Fig. 2. Effect of Nucleotides on Dynein-NudE-LIS1 interactions.

(A) Effect of nucleotides on LIS1 binding to dynein motor domain. Purified baculovirus-expressed dynein motor domain (MD) and LIS1 were incubated separately or together and sedimented through sucrose gradients containing the indicated nucleotides. Coomassie brilliant blue stained gels show a fraction of LIS1 to co-sediment with the purified dynein motor domain peak (dashed box) in the presence of ATP and VO₄, but not ATP alone or ADP. Fraction numbers are indicated at top. (B) Quantitation of LIS1 distribution showing a major low s-value peak for the free protein, and, in the ATP+VO₄ condition, a smaller peak cosedimenting with the dynein motor domain. (C) Effect of nucleotides on LIS1 binding to purified calf brain dynein. Dynein was incubated with beads alone (lane 1) or LIS1-coated beads in the absence of nucleotide (lane 2) or in the presence of ATP (lane 3) or ATP+VO₄ (lane 4). Dynein (IC) is enriched in the LIS1 pellet only in the ATP+VO₄ condition. (D) LIS1 and NudE do not bind to microtubules.

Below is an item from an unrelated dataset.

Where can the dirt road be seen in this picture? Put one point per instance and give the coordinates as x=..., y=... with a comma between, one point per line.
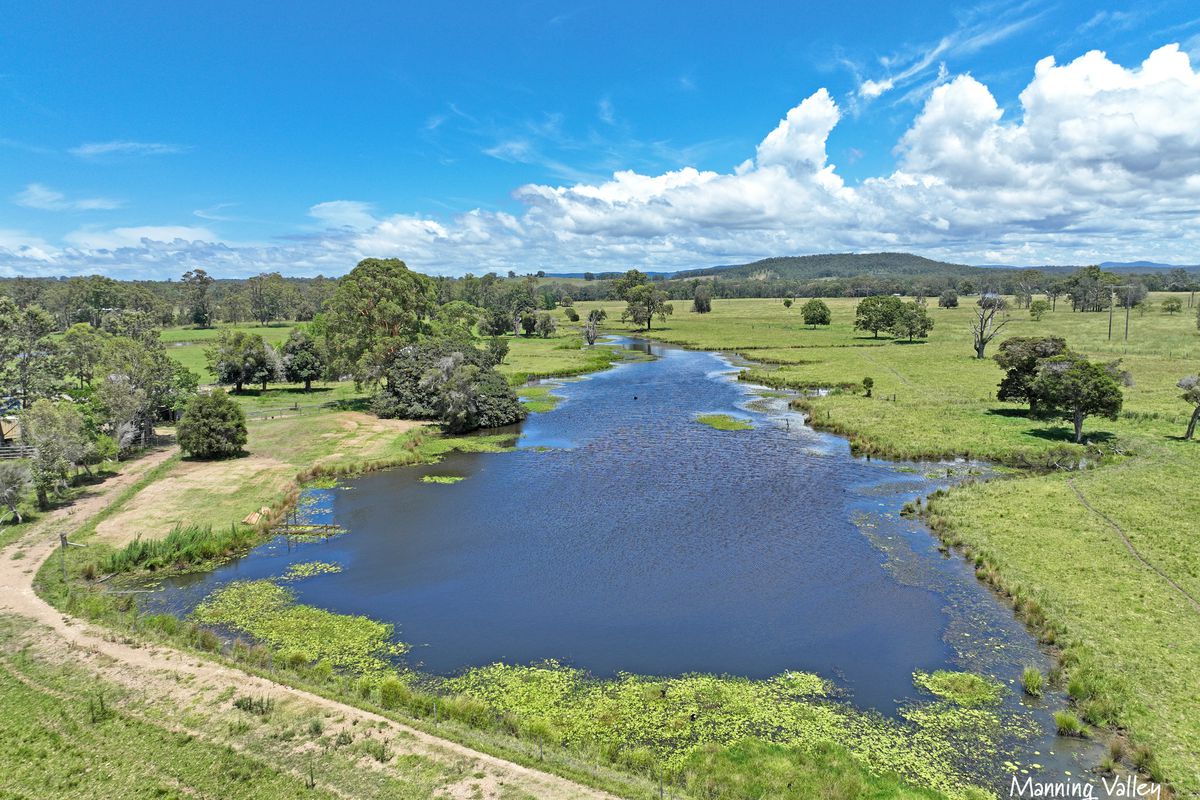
x=159, y=669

Purified LIS1 and NudE were sedimented in the presence or absence of microtubules. Total protein (T), supernatants (S) and pellets (P) are shown by immunoblotting and Coomassie blue staining. LIS1 is obscured by tubulin in the Coomassie blue-stained gel, but immunoblotting shows LIS1 not to sediment with microtubules. NudE also shows no evidence of microtubule cosedimentation. (E) Effect of LIS1 and NudE on dynein binding to microtubules. Purified brain dynein was mixed with microtubules in the absence of nucleotide (Apo) or in the presence of ATP or ATP+VO₄, and the microtubules were sedimented. NudE strongly inhibited binding of dynein to microtubules in the apo state (DN; *P = 0.0011 two-tailed t-test), an effect partially rescued by LIS1 (DNL). Conversely, LIS1 increased dynein binding to microtubules in the ATP+VO₄ state by approximately 5-fold (DL; * P = 0.0131 two-tailed t-test). Error bars represent mean +/− SD of 3 experiments.